Q: I am looking to put together a quality cutlery set. Can you tell me which knives are essential to a well-stocked kitchen?
-- Paula Tomak, Cave Creek, Arizona
There are five knives that make up the basis of a good knife set, (although many chefs, amateur and professional, extend their collections well beyond these few): An 8- or 10-inch chef's knife, a paring knife, a 6- or 8-inch boning knife, a 10-inch slicer, and an 8- or 9-inch serrated bread knife. Choose good-quality forged steel knives that feel comfortable in your hand, are well-balanced, and have a tang -- the part of the knife covered by the handle -- that extends all the way down the length of the handle; this will add strength and balance.
Other knives Martha has added to her collection include a long knife for smoked salmon, a rounded shaping knife, and several shorter, heavier chef's knives for carving.

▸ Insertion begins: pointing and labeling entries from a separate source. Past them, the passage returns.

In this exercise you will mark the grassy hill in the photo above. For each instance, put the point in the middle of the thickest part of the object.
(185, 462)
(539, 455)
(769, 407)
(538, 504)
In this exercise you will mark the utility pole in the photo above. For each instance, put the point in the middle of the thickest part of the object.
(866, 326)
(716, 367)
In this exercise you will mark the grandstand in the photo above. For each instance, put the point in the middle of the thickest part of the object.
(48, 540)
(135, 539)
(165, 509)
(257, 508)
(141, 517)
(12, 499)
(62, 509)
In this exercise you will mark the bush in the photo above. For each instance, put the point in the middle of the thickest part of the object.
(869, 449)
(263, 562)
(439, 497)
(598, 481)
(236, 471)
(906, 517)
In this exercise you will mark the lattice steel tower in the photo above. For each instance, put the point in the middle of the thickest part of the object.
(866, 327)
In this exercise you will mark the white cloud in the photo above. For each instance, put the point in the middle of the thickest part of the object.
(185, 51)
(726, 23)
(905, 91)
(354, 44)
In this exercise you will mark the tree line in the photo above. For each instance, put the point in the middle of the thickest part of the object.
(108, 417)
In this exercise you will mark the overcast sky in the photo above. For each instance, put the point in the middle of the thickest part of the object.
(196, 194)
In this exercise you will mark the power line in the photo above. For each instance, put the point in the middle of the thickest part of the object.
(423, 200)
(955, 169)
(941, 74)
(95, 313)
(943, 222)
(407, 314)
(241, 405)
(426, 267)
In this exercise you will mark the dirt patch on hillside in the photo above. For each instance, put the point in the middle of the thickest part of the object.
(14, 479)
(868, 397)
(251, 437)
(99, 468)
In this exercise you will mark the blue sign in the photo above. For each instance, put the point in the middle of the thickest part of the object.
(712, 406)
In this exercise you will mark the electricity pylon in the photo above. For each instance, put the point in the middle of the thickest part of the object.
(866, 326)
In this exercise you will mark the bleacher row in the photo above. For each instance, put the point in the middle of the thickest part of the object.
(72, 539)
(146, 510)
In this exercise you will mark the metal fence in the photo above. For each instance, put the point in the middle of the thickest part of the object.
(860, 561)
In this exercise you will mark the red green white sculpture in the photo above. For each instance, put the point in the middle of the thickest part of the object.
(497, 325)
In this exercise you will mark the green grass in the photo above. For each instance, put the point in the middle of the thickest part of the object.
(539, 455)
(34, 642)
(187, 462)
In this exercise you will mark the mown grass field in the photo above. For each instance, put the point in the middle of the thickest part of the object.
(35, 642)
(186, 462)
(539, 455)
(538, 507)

To keep cutlery in top condition, you need to sharpen them regularly. There are two excellent tools for this purpose: the sharpening steel and the sharpening stone. A sharpening steel is a long, rounded filelike tool with a knife handle. To use it, simply stroke the knife blade over the steel in one direction, bringing it along the steel in an arc that follows the curved edge of the blade, repeating several times on each side. To test the sharpness of the blade, try cutting a tomato: If the blade glides easily through the flesh, it is sharp enough. A sharpening stone is a rectangular piece of stone that is used wet -- saturated with either water or oil. Hold your knife at a slight angle against the surface of the stone, and rub it in a circular motion, repeating on each side. Clean the blade carefully after sharpening, and try the "tomato test" to ensure sharpness.